法律Q&A

分類:

労働組合とは何か?(P11-1)

(1)労働組合とは
 労組法上は、「労働者が主体となって自主的に労働条件の維持改善その他経済的地位の向上を図ることを主たる目的として組織する団体またはその連合団体」(労組法2条本文)はその名称のいかんを問わずすべて労働組合です。

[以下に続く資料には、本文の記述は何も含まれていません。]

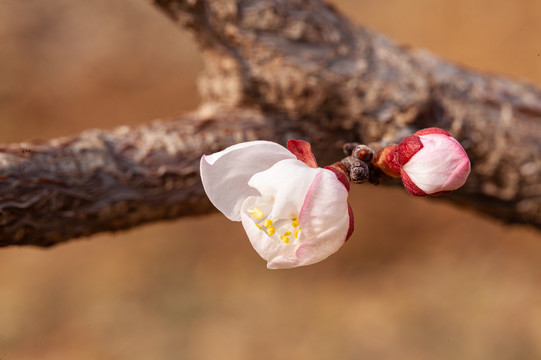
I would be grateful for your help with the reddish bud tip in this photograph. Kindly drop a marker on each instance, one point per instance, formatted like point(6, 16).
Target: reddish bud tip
point(339, 175)
point(303, 152)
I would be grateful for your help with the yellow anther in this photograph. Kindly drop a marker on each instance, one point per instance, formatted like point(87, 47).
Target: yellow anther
point(255, 212)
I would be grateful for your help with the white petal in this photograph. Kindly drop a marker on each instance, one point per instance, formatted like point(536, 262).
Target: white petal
point(441, 164)
point(285, 184)
point(225, 174)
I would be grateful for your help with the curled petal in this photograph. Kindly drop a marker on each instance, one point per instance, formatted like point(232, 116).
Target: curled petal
point(225, 174)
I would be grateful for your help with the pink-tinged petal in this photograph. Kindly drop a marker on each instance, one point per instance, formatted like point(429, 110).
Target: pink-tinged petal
point(285, 184)
point(303, 151)
point(324, 221)
point(351, 223)
point(440, 165)
point(225, 174)
point(407, 148)
point(388, 161)
point(429, 131)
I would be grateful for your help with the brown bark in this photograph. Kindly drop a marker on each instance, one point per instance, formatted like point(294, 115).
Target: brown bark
point(276, 70)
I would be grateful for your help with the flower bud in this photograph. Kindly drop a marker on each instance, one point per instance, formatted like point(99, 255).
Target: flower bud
point(432, 162)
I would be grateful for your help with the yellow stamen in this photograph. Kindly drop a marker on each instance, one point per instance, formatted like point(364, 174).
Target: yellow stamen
point(255, 212)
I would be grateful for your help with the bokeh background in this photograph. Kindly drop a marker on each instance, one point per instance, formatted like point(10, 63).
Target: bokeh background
point(419, 279)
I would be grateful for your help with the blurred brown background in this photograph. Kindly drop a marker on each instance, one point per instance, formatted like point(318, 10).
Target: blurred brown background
point(418, 280)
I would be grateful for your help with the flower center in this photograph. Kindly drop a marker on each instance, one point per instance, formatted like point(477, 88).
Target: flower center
point(278, 228)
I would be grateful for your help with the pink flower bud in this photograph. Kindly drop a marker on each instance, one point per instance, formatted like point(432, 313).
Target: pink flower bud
point(432, 162)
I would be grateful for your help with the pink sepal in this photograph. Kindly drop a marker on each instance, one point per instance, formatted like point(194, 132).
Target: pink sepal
point(303, 152)
point(340, 175)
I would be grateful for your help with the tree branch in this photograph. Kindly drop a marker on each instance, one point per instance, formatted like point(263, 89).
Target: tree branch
point(276, 70)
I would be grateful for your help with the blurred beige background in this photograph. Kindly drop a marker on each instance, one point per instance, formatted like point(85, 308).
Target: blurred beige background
point(419, 279)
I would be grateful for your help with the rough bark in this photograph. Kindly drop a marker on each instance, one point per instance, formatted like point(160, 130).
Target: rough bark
point(276, 70)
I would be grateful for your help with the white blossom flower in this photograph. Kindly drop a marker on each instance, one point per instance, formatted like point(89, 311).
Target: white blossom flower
point(294, 213)
point(432, 162)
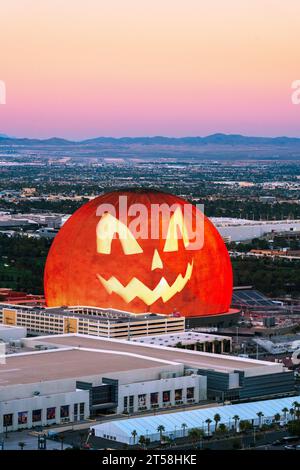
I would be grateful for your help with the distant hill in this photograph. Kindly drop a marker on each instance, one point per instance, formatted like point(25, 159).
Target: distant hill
point(212, 147)
point(217, 139)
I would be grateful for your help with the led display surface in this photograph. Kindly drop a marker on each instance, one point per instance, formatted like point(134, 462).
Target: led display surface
point(150, 262)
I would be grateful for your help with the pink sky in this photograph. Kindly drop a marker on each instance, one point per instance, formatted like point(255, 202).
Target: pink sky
point(85, 68)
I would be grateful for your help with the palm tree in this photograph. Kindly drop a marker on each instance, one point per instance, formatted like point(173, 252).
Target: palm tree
point(217, 419)
point(208, 422)
point(195, 435)
point(61, 437)
point(134, 434)
point(222, 428)
point(236, 419)
point(260, 416)
point(160, 429)
point(292, 413)
point(21, 445)
point(285, 410)
point(277, 417)
point(142, 441)
point(184, 426)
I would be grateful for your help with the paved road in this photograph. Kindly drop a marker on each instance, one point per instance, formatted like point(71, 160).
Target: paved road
point(31, 442)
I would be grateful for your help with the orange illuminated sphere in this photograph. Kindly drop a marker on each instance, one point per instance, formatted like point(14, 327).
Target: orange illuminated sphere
point(150, 262)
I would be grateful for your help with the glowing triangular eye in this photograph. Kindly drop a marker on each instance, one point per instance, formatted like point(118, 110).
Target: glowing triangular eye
point(176, 223)
point(106, 230)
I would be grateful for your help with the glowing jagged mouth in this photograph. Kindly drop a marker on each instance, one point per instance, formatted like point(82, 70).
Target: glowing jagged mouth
point(136, 288)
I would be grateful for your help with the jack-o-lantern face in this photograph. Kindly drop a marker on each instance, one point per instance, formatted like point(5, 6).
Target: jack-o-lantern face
point(98, 260)
point(109, 226)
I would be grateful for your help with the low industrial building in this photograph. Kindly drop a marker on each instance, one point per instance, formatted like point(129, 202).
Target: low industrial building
point(178, 424)
point(191, 340)
point(91, 321)
point(12, 333)
point(70, 377)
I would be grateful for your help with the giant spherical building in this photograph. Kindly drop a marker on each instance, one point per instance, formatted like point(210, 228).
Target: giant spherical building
point(140, 251)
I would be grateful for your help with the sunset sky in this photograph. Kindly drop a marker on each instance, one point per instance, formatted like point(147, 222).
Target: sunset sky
point(87, 68)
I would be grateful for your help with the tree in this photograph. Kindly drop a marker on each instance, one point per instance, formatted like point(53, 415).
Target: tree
point(292, 413)
point(161, 429)
point(222, 428)
point(217, 419)
point(142, 441)
point(134, 434)
point(245, 425)
point(184, 426)
point(208, 422)
point(285, 410)
point(236, 419)
point(277, 418)
point(195, 434)
point(260, 417)
point(61, 437)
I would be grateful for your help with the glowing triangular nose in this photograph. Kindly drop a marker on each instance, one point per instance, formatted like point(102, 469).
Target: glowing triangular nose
point(156, 261)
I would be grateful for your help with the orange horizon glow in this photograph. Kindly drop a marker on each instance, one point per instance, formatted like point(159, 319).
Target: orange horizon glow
point(85, 69)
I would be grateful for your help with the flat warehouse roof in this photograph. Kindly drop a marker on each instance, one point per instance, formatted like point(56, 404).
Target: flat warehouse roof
point(195, 359)
point(194, 418)
point(59, 364)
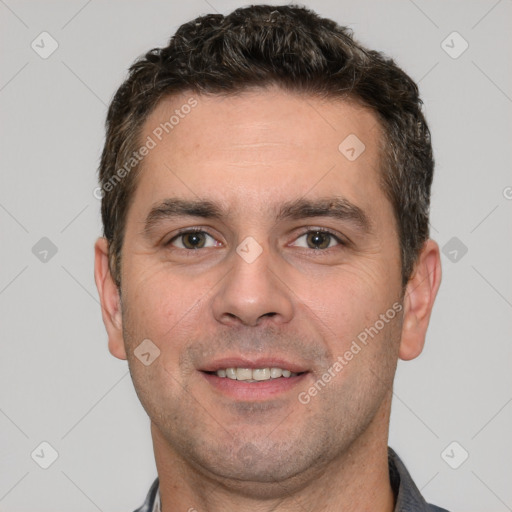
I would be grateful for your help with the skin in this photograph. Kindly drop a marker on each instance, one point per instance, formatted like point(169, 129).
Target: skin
point(252, 152)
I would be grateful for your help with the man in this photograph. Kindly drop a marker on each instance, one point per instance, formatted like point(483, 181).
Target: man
point(266, 260)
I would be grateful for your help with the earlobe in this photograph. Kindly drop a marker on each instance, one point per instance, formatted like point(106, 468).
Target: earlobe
point(419, 299)
point(109, 298)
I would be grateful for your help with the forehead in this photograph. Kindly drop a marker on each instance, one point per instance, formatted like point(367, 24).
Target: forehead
point(248, 148)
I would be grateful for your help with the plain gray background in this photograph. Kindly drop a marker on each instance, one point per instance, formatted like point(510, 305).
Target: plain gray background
point(59, 383)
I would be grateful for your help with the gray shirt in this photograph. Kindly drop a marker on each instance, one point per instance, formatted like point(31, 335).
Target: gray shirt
point(408, 497)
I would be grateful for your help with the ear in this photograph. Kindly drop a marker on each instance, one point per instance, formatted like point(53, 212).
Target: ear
point(110, 299)
point(419, 299)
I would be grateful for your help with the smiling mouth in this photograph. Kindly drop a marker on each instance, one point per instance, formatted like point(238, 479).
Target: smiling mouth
point(254, 374)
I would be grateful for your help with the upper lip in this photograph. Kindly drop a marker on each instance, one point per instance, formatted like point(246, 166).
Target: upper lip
point(253, 363)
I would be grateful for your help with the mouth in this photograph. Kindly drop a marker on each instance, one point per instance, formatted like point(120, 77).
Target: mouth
point(253, 380)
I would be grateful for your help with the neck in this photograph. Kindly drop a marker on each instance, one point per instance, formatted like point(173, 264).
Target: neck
point(355, 480)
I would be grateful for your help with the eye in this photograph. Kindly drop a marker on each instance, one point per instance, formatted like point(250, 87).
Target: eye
point(319, 239)
point(192, 239)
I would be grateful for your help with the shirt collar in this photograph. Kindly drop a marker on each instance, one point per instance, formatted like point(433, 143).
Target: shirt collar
point(407, 495)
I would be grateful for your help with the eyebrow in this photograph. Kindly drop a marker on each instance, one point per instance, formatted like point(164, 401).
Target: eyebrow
point(334, 207)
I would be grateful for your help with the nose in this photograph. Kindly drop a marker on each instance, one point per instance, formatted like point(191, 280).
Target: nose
point(253, 291)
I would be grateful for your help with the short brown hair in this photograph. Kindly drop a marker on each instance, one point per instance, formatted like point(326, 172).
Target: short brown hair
point(294, 48)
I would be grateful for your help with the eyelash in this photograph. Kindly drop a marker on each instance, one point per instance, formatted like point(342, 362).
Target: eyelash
point(308, 230)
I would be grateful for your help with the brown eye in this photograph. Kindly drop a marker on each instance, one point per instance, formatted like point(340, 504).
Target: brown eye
point(191, 240)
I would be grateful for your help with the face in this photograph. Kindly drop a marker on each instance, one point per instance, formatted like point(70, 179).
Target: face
point(254, 243)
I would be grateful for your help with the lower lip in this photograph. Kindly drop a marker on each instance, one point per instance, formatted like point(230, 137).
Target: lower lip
point(261, 390)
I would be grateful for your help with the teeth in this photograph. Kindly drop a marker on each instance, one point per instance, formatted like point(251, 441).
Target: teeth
point(254, 375)
point(276, 372)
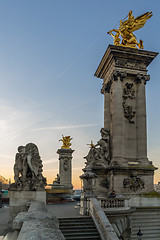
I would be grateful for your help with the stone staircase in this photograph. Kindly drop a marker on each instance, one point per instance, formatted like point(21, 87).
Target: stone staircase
point(78, 228)
point(148, 220)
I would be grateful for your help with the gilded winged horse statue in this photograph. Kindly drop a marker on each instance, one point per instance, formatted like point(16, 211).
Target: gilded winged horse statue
point(126, 29)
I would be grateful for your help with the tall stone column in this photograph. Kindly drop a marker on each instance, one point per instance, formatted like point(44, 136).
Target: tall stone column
point(65, 167)
point(124, 74)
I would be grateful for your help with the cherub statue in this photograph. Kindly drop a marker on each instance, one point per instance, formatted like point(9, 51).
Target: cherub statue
point(126, 29)
point(66, 141)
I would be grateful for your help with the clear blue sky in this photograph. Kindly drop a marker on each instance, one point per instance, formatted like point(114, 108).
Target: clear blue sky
point(49, 52)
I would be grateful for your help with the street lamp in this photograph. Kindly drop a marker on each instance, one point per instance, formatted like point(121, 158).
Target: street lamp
point(139, 235)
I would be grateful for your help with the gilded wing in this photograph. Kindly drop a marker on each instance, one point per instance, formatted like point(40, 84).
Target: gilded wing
point(140, 21)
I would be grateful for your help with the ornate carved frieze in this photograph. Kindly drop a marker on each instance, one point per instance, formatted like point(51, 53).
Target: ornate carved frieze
point(142, 78)
point(130, 64)
point(114, 77)
point(128, 93)
point(106, 87)
point(119, 75)
point(129, 113)
point(99, 154)
point(133, 183)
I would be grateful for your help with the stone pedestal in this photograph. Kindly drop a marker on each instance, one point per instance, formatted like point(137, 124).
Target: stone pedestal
point(19, 200)
point(124, 74)
point(65, 167)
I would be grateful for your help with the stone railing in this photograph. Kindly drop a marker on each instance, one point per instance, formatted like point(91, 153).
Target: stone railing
point(36, 224)
point(101, 221)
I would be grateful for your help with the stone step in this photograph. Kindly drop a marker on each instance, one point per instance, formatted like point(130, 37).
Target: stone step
point(146, 228)
point(81, 234)
point(75, 221)
point(78, 228)
point(75, 224)
point(146, 216)
point(83, 238)
point(11, 236)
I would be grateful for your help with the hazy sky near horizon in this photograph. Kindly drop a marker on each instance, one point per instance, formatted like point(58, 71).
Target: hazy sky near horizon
point(49, 52)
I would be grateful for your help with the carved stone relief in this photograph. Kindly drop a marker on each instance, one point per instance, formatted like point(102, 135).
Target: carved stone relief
point(129, 93)
point(142, 78)
point(99, 154)
point(28, 169)
point(119, 74)
point(131, 64)
point(133, 183)
point(65, 164)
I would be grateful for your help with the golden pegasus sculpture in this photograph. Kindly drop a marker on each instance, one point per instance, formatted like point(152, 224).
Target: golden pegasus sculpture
point(126, 29)
point(66, 141)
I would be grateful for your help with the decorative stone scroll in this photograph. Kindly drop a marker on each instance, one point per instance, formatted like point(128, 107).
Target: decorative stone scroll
point(28, 169)
point(133, 183)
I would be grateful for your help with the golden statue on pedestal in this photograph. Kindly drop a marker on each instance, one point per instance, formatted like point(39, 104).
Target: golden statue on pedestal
point(126, 29)
point(66, 141)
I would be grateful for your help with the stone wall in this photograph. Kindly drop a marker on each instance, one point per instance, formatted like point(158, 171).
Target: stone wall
point(37, 224)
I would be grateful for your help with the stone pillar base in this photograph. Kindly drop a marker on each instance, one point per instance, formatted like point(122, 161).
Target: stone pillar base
point(19, 200)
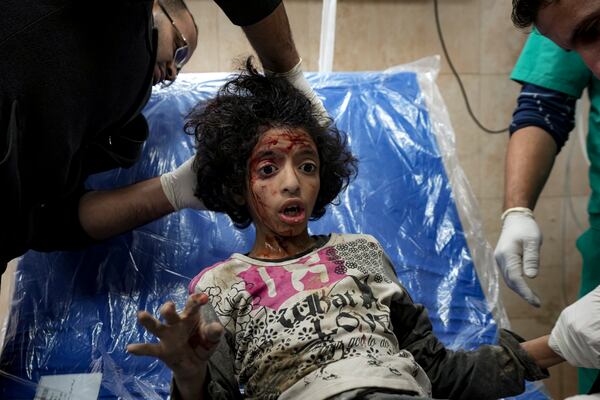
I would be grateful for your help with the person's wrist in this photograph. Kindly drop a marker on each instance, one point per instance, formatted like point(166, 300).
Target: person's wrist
point(520, 210)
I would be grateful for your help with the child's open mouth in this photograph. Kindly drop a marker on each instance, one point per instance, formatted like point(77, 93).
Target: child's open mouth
point(292, 214)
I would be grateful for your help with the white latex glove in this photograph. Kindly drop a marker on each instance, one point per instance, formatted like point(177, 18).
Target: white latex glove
point(576, 335)
point(518, 251)
point(296, 77)
point(179, 186)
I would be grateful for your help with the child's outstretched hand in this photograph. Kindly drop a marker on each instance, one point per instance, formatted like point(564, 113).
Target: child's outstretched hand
point(187, 340)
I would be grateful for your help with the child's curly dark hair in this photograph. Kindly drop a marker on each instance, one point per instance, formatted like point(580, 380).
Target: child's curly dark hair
point(228, 127)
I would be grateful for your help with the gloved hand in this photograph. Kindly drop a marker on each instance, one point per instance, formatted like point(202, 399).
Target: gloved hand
point(296, 77)
point(179, 186)
point(518, 251)
point(576, 335)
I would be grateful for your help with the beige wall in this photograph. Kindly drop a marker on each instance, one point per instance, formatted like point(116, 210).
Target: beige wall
point(377, 34)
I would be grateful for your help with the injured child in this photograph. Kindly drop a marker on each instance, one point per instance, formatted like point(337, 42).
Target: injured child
point(301, 316)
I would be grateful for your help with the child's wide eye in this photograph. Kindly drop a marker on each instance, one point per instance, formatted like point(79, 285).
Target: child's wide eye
point(308, 168)
point(267, 170)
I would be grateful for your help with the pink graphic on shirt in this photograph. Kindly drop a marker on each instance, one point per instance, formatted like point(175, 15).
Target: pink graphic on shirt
point(271, 286)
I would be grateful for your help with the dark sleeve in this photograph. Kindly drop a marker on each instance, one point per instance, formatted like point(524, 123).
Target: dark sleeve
point(247, 12)
point(222, 384)
point(490, 372)
point(548, 109)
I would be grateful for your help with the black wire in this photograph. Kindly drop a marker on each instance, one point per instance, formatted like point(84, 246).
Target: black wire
point(460, 84)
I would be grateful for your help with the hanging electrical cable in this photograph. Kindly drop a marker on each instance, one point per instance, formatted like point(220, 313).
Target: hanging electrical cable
point(460, 83)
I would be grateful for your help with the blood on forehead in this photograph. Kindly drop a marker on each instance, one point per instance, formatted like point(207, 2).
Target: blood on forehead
point(283, 140)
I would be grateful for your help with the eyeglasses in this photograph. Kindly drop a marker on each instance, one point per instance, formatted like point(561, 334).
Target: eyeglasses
point(181, 52)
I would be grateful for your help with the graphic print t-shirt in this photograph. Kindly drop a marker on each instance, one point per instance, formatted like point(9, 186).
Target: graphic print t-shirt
point(313, 326)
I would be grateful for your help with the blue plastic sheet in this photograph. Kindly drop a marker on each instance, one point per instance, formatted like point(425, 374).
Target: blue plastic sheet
point(75, 312)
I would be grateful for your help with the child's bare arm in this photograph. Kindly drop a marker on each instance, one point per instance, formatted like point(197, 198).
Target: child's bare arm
point(187, 340)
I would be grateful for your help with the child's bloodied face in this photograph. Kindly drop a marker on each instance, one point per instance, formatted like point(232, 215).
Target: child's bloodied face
point(283, 184)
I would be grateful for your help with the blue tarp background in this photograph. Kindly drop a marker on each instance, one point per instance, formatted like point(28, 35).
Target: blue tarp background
point(75, 312)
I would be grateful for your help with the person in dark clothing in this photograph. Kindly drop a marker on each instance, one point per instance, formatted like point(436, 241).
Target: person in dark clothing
point(74, 79)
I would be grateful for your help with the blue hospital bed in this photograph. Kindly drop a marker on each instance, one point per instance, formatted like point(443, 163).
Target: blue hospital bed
point(75, 312)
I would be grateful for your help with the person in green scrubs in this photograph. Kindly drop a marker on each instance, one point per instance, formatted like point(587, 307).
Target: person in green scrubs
point(560, 59)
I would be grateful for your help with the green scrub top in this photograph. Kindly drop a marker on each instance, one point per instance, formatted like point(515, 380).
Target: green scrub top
point(545, 64)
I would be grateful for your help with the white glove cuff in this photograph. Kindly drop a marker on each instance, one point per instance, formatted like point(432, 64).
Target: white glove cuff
point(291, 73)
point(521, 210)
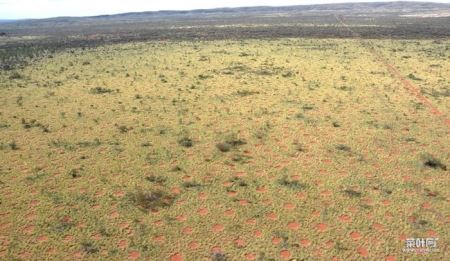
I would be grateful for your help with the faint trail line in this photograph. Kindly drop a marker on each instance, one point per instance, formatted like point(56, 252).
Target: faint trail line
point(410, 87)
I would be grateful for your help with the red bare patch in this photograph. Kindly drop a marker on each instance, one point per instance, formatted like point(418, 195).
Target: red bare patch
point(28, 229)
point(276, 240)
point(378, 226)
point(203, 211)
point(41, 239)
point(232, 193)
point(250, 256)
point(176, 257)
point(229, 212)
point(289, 206)
point(426, 205)
point(293, 225)
point(187, 230)
point(119, 193)
point(261, 190)
point(285, 254)
point(362, 251)
point(133, 255)
point(175, 191)
point(122, 245)
point(202, 196)
point(345, 218)
point(355, 235)
point(239, 242)
point(181, 218)
point(305, 242)
point(194, 245)
point(159, 239)
point(240, 174)
point(272, 216)
point(321, 227)
point(251, 221)
point(218, 228)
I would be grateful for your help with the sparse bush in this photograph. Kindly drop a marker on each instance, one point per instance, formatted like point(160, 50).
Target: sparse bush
point(431, 162)
point(186, 142)
point(152, 200)
point(100, 90)
point(230, 142)
point(15, 76)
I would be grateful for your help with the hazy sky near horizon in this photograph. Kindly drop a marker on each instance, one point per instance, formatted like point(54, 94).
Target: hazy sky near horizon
point(18, 9)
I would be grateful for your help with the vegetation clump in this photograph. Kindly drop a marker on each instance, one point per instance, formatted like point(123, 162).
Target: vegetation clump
point(100, 90)
point(431, 162)
point(230, 143)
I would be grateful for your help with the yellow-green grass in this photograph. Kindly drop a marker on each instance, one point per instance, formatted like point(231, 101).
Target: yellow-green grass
point(328, 158)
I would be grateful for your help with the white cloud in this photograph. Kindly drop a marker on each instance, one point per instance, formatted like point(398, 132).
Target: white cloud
point(51, 8)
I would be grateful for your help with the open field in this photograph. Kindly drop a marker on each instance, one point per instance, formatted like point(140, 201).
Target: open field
point(228, 149)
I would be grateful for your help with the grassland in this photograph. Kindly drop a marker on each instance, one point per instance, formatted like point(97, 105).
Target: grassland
point(251, 149)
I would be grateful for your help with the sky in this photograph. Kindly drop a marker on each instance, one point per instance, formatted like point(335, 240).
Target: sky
point(19, 9)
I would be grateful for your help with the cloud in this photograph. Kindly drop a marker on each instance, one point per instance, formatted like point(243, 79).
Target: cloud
point(51, 8)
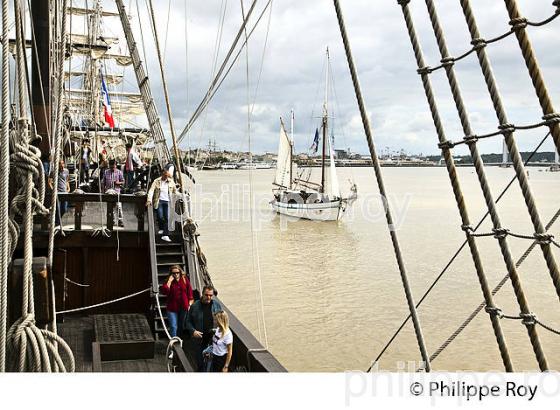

つまり、労働者が作ろうとする団体あるいはできた組織が以上の「組合の団体性と自主性等に関する実質的要件」を備えていれば、労働者は民事・刑事の免責(同1条2項、8条)、および不当労働行為からの救済を受け(同7条)、組合の締結した労働協約は規範的効力等(同16条、17、18条P1-2参照)をもつことになります。
労組法は、憲法28条の労働三権の保障を受けて、労使対等の理念に基づく団体交渉の助成のために上記のような積極的な保護を与えているのです(同1条1項)。
(2)組合の団体性
 労組法上の労働組合は、「団体またはその連合団体」であり、ここでいう「団体」とは、二人以上の複数人の結合であって、規約を持って、その運営のための組織(とくに役員と財政)を持っているものをいうと解されています(友浦鉄鋼所事件・岡山地判昭39.7.7労民15-4-825等)。
(3)組合の自主性
 労組法は、労働組合の実質的要件として、前述の通り「自主性」を挙げています。自主性は、とりわけ使用者からの「独立性」を重要な内容としており、結成についてばかりでなく、その後の維持・運営についても必要とされています。
(4)結成手続
 現行法は、労働組合の作り方については、自由設立主義をとり、なんらの規制も行なっていません。届出も登記手続も必要ありませんし、使用者の認知・承認を受ける必要もありません。但し、団体性については、これらの構成員を結合し組織づけるための規約があり、それに基づいて代表者がきまっている、という事実が存在しなければなりません(茨城貨物自動車事件・最判昭25.7.11 刑集4-7-1275)。
(5)組合規約の記載事項
 以上のように、組合規約は労働組合の結成に当たって欠かすことのできない重要なものとされています。労組法5条2項は、労働組合が民主的に運営されることを確保する意味で、組合規約に最小限含まれなければならない事項(いわゆる組合の民主性に関する形式的要件)として、組合員資格についての差別的取扱いの禁止、役員の直接無記名投票による選出、総会の少なくとも毎年年1回開催、直接無記名投票の過半数による同盟罷業(ストライキ)開始の決定など9項目を挙げています。
(6)規約不備組合
 上記規約の必要記載事項の要件を満たさない労働組合(いわゆる規約不備組合)は組合自体としては資格審査(同5条1項)を通過せず、したがって労組法に規定する手続に参与する資格を持たず、かつ同法に規定する救済を与えられません。また、法人格も取得できません(同11条)。しかし、労働組合の定義の基本的要件(2条本文)を満たすので、民・刑事の免責および裁判所における不利益取扱いからの保護を受けるのはもちろん、上記定義の全要件に合致する以上、労働協約の締結主体たる労働組合(同14条)には該当しますので、それを締結すれば関係規定(同14条乃至18条)の適用は受けます。もっとも、資格審査の実務においては、補正勧告によってほとんどすべての組合が規約上の要件を備えることとなるようです。